Incremental clustering pipeline from quantms data. quantms is a workflow for reanalysis of public proteomics data. The quantms not only release a workflow to the public but also perform reanalysis of public proteomics data in a systematic way for TMT, LFQ, ITRAQ and other DDA methods.
quantms has reanalyzed an extensive number of datasets with almost 1 billion MS/MS (Mass Spectrometry/Mass Spectrometry) MS2 analyzed, comprising nearly 100 million PSMs (Peptide-Spectrum Matches) derived from various tissues, cell lines, and diseases.

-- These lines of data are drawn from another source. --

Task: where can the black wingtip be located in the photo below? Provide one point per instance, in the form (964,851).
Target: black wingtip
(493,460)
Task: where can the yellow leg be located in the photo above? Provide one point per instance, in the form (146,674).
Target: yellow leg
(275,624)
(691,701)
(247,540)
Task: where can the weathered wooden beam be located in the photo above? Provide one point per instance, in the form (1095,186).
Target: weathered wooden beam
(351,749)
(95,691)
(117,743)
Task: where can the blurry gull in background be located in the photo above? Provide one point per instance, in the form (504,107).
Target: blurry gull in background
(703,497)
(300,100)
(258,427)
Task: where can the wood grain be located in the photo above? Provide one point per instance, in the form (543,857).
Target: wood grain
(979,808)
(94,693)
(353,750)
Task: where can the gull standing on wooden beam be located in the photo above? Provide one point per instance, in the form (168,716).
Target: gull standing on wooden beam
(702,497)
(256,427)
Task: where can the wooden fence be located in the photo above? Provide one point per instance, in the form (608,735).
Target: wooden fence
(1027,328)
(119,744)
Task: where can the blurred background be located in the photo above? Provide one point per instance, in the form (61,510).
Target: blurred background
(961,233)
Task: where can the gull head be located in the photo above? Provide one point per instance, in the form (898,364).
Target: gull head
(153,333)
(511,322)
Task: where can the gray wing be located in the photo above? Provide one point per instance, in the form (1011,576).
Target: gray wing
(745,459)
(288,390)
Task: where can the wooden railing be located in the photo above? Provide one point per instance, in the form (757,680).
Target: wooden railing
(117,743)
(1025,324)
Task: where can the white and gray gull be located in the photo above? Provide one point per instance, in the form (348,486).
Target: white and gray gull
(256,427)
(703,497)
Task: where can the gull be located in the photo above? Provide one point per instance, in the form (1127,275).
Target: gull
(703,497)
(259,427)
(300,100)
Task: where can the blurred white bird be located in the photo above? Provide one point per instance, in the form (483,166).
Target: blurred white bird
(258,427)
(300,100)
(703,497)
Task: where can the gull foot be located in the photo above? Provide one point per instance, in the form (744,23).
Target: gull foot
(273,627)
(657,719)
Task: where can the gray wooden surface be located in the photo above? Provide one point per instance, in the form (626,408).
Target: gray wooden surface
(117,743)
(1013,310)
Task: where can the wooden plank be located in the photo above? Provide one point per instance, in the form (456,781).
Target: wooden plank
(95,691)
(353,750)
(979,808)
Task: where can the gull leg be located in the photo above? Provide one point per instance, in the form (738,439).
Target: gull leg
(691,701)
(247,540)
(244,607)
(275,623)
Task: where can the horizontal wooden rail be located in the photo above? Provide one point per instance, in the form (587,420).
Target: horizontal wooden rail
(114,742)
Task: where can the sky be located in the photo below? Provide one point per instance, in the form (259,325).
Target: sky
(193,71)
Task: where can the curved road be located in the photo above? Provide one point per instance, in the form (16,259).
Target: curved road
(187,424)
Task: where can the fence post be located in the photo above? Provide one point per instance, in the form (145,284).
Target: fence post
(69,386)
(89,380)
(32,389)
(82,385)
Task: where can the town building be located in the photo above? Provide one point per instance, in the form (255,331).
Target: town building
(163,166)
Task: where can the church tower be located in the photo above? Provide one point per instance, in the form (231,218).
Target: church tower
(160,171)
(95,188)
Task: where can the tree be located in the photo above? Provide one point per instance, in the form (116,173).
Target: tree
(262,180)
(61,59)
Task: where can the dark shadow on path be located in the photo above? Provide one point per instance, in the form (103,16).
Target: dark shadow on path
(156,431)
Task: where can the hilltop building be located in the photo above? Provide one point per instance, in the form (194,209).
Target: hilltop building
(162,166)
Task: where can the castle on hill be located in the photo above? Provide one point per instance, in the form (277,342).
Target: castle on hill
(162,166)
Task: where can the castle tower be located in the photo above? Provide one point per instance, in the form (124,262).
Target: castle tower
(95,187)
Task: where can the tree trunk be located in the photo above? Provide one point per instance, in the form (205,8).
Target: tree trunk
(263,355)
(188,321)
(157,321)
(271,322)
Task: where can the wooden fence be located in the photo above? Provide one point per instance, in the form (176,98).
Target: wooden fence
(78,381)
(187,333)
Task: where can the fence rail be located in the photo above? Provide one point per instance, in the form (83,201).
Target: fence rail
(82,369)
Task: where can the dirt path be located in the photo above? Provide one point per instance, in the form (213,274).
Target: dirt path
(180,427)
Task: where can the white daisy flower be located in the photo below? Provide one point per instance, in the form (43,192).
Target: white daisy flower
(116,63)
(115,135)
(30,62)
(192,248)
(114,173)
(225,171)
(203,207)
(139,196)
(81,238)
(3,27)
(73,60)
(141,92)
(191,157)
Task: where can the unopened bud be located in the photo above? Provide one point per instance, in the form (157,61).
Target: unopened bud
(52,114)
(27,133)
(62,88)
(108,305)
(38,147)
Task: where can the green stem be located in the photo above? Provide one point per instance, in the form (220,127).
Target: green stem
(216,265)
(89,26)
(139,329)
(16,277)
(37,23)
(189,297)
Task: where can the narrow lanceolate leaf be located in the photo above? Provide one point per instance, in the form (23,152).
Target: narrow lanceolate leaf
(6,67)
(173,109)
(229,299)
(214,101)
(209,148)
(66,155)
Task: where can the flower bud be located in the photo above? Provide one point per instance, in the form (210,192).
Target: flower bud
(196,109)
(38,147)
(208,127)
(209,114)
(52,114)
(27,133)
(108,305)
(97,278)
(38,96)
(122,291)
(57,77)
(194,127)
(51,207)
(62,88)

In light of this vast wealth of data,The spectrafuse aims to apply spectral clustering techniques to organize this data and construct spectral libraries.
spectrafuse is a nextflow workflow that perform incremental clustering of quantms and is based in the tool MaRaCluster.
The workflow in a nutshell:
Reference: https://github.com/bigbio/spectrafuse/blob/main/docs/algorithm.png
The workflow is designed to be run in a high-performance computing environment, and it is built using Nextflow. It uses Docker/Singularity containers making installation trivial and results highly reproducible. The Nextflow DSL2 implementation of this pipeline uses one container per process which makes it much easier to maintain and update software dependencies.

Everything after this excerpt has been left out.